SAN JUAN, RGV – The Rev. Jerry Frank says around 1,000 supporters of a healthcare district for Hidalgo County will help with a major Get Out the Vote effort over the next month.
Rev. Frank said about 100 team leaders were identified following 11 town hall meetings at various Catholic parishes last month. These 100 volunteers have agreed to find ten people each to knock on doors across the county.
“The people that are going to help us get out the vote in favor of Proposition 1 came from the 11 town hall meetings we held in September. We got about eight or nine people per meeting. We are going to work with them. They are going to get their friends and family to help. So you can multiply them by ten,” Rev. Frank said.
Asked if he was confident the effort in the Catholic parishes would be enough to secure a “yes” vote in favor of a healthcare district for Hidalgo County, Rev. Frank answered affirmatively. He said he has a friend, Socorro, who is going to lead the Get Out the Vote campaign.
“I am confident we will be able to rally enough support. We have got workers to turn out the vote. Plus, it is a presidential election, that is going to be in our favor because more people will be coming out to vote. We have aroused the attention of the community at large.”
Rev. Frank threw his support behind a healthcare district when he was able, with others, to secure a commitment from hospital chiefs that 20 percent of the funds raised by a healthcare district would go towards federally qualified clinics like Nuestra Clinica Del Valle and non-profit clinics like Hope and El Milagro.
He said he is also pleased that 20 percent of the funds will also go towards UT-Rio Grande Valley School of Medicine. “The future doctors produced by this school of medicine are going to be getting their training in the clinics that serve the indigent. So, you see, all of this is rebounding back to the poor. It is a great thing for Hidalgo County. That is why we are for it.”
Rev. Frank acknowledged that not everyone at the town hall meetings was in support of a healthcare district. He said he stood by his decision not to allow them to speak because they were not parishioners.
“We are achieved a lot of good things from the meetings by limiting them to parishioners of the parishes. But, I must admit, I had a couple of sleepless nights after the meetings. Some of the meetings were pretty raucous. I had to keep the protestors in their place. If we had given an inch they would have taken ten miles,” Rev. Frank said.
“But, in retrospect, I am glad that they showed up because they showed their ugliness to the community at large and this spurred a response that enabled us to win more support. They created a reaction in the parishes and this has energized the people to get out the vote in favor of the healthcare district.”
Rev. Frank said there were three main reasons he organized the town hall meetings. One, to report the successful result of a petition signed by 12,000 parishioners across Hidalgo County in support of a healthcare district. He said the petition directly led to the decision by hospital CEOs to approve more funding for the non-profit and federally qualified clinics. Two, to inform parishioners on the merits and costs of a healthcare district. Third, to invite those in support of a healthcare district to help get out the vote on Nov. 8.
“I would like to publicly thank Pharr Mayor Ambrosio Hernandez and former Edinburg City Manager Ramiro Garza for their support. They were exceptionally talented and gifted presenters at the meetings,” Rev. Frank said.

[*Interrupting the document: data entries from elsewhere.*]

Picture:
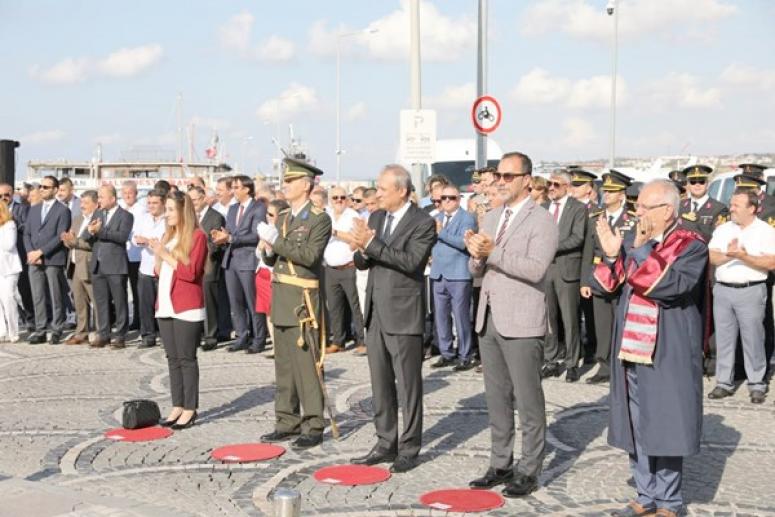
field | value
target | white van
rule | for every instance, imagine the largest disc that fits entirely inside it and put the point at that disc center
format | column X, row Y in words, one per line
column 723, row 185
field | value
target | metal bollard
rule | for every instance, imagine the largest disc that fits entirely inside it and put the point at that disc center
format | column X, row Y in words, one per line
column 287, row 503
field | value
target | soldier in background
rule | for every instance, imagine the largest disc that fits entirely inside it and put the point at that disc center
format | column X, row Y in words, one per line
column 621, row 219
column 700, row 212
column 294, row 248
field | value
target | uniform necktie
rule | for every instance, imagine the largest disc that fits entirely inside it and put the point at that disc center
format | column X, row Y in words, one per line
column 388, row 228
column 239, row 215
column 502, row 230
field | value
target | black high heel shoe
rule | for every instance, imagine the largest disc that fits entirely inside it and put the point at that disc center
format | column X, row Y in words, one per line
column 178, row 427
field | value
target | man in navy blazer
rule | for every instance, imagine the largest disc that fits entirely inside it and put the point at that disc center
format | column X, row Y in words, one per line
column 239, row 264
column 452, row 282
column 47, row 257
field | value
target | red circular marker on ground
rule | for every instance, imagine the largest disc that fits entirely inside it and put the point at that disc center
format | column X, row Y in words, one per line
column 462, row 500
column 245, row 452
column 146, row 434
column 351, row 475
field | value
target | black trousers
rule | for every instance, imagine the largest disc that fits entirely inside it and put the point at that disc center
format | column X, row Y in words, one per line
column 180, row 339
column 342, row 292
column 147, row 287
column 134, row 272
column 107, row 288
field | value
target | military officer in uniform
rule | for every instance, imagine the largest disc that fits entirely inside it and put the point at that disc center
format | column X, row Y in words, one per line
column 294, row 247
column 616, row 213
column 700, row 212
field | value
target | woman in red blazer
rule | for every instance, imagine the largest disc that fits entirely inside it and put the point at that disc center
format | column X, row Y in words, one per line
column 180, row 307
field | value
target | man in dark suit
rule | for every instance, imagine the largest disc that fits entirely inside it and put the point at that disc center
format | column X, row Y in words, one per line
column 239, row 262
column 47, row 257
column 562, row 279
column 108, row 233
column 209, row 220
column 395, row 248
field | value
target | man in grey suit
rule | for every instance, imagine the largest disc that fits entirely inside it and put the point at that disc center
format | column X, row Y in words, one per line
column 511, row 254
column 47, row 257
column 394, row 248
column 78, row 267
column 562, row 279
column 240, row 262
column 209, row 219
column 108, row 232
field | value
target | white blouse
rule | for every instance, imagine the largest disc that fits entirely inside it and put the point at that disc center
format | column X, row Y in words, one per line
column 165, row 309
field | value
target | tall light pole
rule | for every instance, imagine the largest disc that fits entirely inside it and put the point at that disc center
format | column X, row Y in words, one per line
column 339, row 96
column 612, row 10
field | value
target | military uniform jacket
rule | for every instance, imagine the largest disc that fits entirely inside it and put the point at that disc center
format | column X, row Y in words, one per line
column 593, row 252
column 711, row 214
column 302, row 240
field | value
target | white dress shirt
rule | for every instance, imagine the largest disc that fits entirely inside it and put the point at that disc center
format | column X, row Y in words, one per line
column 758, row 238
column 338, row 252
column 149, row 227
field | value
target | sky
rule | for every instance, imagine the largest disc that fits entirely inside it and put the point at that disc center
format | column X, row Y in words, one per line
column 694, row 77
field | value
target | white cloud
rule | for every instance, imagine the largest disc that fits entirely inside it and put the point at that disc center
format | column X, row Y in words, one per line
column 578, row 132
column 539, row 87
column 295, row 99
column 453, row 97
column 356, row 112
column 125, row 62
column 41, row 137
column 128, row 62
column 587, row 20
column 682, row 90
column 749, row 77
column 443, row 38
column 236, row 34
column 68, row 71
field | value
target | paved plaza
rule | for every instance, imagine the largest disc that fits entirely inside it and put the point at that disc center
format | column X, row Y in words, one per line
column 57, row 401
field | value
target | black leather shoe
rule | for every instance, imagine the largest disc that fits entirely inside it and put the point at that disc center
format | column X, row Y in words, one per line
column 719, row 393
column 443, row 362
column 492, row 478
column 520, row 486
column 464, row 366
column 306, row 441
column 757, row 396
column 179, row 427
column 279, row 436
column 551, row 370
column 373, row 457
column 403, row 464
column 598, row 379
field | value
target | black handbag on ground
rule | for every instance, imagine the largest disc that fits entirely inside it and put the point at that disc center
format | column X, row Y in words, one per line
column 140, row 413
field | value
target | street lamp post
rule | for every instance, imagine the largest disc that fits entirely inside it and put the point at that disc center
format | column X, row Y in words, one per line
column 612, row 10
column 339, row 96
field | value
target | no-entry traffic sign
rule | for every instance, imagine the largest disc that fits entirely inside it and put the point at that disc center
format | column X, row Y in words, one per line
column 486, row 114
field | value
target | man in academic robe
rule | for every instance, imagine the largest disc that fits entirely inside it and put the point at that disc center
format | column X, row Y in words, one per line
column 656, row 376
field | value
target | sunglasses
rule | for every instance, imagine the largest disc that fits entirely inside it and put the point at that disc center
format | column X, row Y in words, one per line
column 508, row 177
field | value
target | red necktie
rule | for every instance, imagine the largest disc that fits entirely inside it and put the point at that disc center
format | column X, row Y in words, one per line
column 502, row 230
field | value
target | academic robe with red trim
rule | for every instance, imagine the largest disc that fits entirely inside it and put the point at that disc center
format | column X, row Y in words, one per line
column 670, row 390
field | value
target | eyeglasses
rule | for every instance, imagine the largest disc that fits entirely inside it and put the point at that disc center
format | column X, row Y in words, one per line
column 646, row 208
column 508, row 177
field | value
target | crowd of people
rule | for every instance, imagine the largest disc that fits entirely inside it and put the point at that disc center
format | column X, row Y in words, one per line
column 527, row 278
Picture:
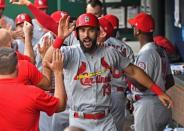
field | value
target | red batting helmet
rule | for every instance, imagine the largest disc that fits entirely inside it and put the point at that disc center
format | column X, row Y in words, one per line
column 57, row 15
column 106, row 25
column 87, row 19
column 41, row 4
column 21, row 18
column 2, row 4
column 113, row 20
column 143, row 22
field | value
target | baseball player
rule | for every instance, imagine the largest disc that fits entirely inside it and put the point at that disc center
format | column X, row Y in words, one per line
column 95, row 7
column 19, row 21
column 87, row 69
column 115, row 23
column 30, row 74
column 59, row 121
column 25, row 101
column 168, row 46
column 118, row 81
column 149, row 113
column 38, row 30
column 5, row 22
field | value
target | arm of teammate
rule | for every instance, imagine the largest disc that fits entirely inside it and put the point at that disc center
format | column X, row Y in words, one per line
column 45, row 20
column 57, row 67
column 140, row 76
column 63, row 31
column 28, row 48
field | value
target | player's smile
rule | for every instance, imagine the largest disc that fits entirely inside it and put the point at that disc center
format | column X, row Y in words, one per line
column 87, row 43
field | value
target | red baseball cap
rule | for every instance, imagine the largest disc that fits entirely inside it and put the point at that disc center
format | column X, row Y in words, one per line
column 57, row 15
column 143, row 22
column 165, row 43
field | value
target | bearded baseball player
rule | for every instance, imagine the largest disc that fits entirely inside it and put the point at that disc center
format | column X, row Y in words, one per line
column 149, row 113
column 88, row 71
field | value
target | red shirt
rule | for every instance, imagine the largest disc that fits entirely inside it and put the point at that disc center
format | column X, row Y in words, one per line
column 45, row 20
column 22, row 57
column 20, row 105
column 28, row 73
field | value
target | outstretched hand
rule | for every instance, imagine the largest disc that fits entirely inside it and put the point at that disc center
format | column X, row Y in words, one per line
column 20, row 2
column 64, row 28
column 166, row 100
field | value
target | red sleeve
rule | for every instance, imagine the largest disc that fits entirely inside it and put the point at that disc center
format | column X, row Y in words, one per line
column 23, row 57
column 46, row 103
column 28, row 73
column 45, row 20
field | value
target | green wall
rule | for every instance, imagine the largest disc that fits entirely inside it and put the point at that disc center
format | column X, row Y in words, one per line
column 13, row 10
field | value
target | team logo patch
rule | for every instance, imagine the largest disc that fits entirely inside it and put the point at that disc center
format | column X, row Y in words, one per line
column 142, row 65
column 86, row 19
column 40, row 2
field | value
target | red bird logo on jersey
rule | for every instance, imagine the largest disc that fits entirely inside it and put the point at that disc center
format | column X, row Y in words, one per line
column 105, row 64
column 81, row 70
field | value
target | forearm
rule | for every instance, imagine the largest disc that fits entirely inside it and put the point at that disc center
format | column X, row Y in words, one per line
column 60, row 92
column 45, row 20
column 141, row 77
column 28, row 49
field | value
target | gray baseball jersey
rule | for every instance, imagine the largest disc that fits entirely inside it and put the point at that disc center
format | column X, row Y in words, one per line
column 118, row 81
column 45, row 121
column 88, row 77
column 154, row 61
column 147, row 111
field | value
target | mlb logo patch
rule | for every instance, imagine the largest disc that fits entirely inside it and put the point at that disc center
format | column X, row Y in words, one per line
column 86, row 19
column 142, row 65
column 40, row 2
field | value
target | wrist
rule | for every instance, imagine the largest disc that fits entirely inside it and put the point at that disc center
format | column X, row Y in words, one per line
column 27, row 3
column 58, row 42
column 58, row 73
column 156, row 89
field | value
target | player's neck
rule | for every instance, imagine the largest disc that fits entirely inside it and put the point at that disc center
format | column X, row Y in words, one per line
column 144, row 40
column 12, row 75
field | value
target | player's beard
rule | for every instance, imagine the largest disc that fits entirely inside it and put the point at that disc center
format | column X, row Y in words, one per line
column 91, row 49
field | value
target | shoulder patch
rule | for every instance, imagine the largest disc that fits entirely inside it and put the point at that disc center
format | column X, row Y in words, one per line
column 142, row 65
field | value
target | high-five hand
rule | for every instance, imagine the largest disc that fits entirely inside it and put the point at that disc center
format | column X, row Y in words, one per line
column 64, row 29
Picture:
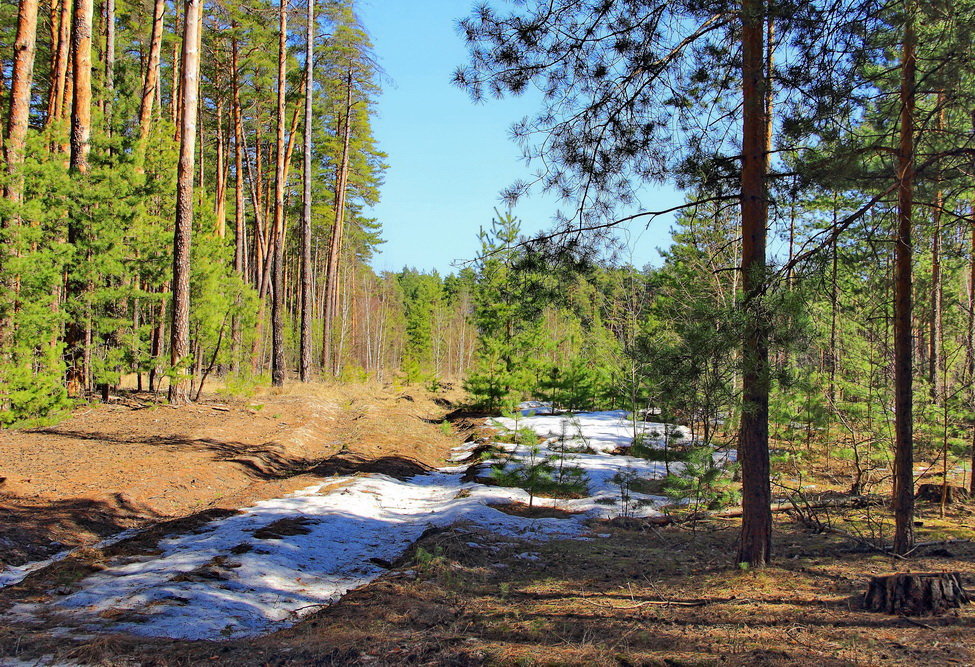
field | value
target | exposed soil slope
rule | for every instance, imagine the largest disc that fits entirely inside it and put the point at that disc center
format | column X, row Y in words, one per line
column 133, row 461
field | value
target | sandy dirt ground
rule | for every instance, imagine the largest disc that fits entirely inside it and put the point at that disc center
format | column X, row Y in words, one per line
column 134, row 461
column 635, row 594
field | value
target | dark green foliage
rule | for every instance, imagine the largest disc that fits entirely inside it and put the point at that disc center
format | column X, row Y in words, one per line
column 700, row 483
column 540, row 475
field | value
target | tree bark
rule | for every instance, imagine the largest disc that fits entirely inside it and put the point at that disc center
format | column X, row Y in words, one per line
column 179, row 341
column 21, row 81
column 81, row 101
column 970, row 343
column 109, row 91
column 61, row 59
column 935, row 351
column 335, row 243
column 220, row 205
column 304, row 362
column 150, row 81
column 903, row 304
column 240, row 230
column 76, row 328
column 22, row 78
column 277, row 279
column 755, row 546
column 916, row 594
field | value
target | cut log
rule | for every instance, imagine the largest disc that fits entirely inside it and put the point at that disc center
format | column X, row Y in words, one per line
column 912, row 594
column 932, row 493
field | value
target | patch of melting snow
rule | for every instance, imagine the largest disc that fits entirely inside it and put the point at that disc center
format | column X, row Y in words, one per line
column 14, row 574
column 284, row 558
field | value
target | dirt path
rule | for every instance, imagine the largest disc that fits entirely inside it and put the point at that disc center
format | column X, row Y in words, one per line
column 134, row 462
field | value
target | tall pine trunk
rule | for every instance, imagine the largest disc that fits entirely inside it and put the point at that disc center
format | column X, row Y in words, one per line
column 332, row 266
column 61, row 14
column 180, row 340
column 755, row 545
column 109, row 92
column 903, row 303
column 150, row 79
column 76, row 330
column 277, row 274
column 304, row 362
column 15, row 138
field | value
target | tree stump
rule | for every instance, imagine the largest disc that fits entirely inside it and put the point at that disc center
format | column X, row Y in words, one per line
column 932, row 493
column 911, row 594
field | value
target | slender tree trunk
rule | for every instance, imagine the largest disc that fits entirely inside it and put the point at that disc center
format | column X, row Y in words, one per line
column 61, row 59
column 81, row 101
column 220, row 205
column 903, row 306
column 109, row 91
column 970, row 342
column 76, row 328
column 15, row 139
column 21, row 80
column 937, row 296
column 240, row 221
column 935, row 352
column 150, row 81
column 755, row 546
column 179, row 342
column 335, row 243
column 175, row 101
column 304, row 363
column 277, row 280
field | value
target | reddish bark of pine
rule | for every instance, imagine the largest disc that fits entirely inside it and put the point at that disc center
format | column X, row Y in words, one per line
column 755, row 546
column 903, row 306
column 179, row 341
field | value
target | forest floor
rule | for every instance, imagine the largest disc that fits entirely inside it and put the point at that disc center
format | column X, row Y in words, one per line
column 632, row 593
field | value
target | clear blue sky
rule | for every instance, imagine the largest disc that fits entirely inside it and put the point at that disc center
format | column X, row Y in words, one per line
column 448, row 157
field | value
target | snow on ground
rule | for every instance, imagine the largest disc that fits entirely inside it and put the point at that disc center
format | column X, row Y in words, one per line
column 14, row 574
column 284, row 558
column 602, row 432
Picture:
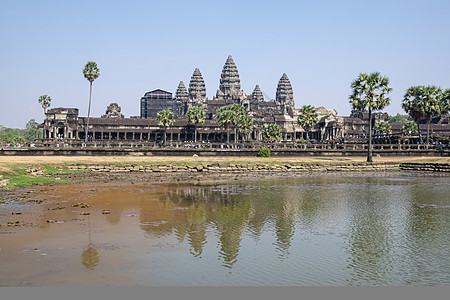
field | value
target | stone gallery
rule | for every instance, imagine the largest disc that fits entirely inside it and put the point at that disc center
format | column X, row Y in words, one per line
column 65, row 123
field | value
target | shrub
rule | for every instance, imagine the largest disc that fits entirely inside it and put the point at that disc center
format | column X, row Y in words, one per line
column 264, row 152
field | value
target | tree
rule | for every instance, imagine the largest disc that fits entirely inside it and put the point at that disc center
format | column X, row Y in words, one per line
column 30, row 130
column 245, row 125
column 90, row 72
column 225, row 117
column 272, row 132
column 228, row 116
column 399, row 118
column 382, row 128
column 308, row 117
column 410, row 128
column 45, row 101
column 425, row 102
column 165, row 119
column 196, row 115
column 370, row 92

Rev. Frank said he was surprised that an official from the Lieutenant Governor’s Office called Bishop Daniel Flores to ask about the validity of the town hall meetings. He said this may have occurred because opponents of the town hall meetings were questioning whether the Separation of Church and State doctrine was being violated.
“I think the ‘no’ folks pulled out all the stops to have our meetings disrupted, including calling the Lieutenant Governor’s Office for help. The Bishop called me about it. He wanted to know who Aron Peña was. The Bishop made the comment that if the allegations of the opposition had any substance it would have been the Attorney General calling, not the Lieutenant Governor,” Rev. Frank said.
“Let’s be clear about this. The Bishop does not take a position on the healthcare district but he was in favor of the petition being circulated. He wants to see the poor helped with better healthcare. He knows what I am doing. We have had several conversations.”
Asked to respond to critics who say a healthcare district will be another layer of bureaucracy that could impose higher and higher taxes, Rev. Frank said: “The annual budget of the healthcare district is always subject to the discretion of Hidalgo County Commissioners Court. The buck stops there.”
Rev. Frank concluded the interview by saying he had a personal message for one of the highest profile opponents of a healthcare district, Mission Mayor Norberto Salinas.
“If Norberto Salinas really wanted to get the biggest bang out of our tax dollars he should influence his friends in the Legislature and the Governor’s Office to pass expanded Medicaid. It would bring in 15 times the amount of money the healthcare district would bring to Hidalgo County. We are paying the taxes and other people are getting the benefit. Where is his voice on behalf of the people who have been taxed? We need Norberto Salinas to stand up and influence his friends. Imagine what it would do for the Valley if we had expanded Medicaid.”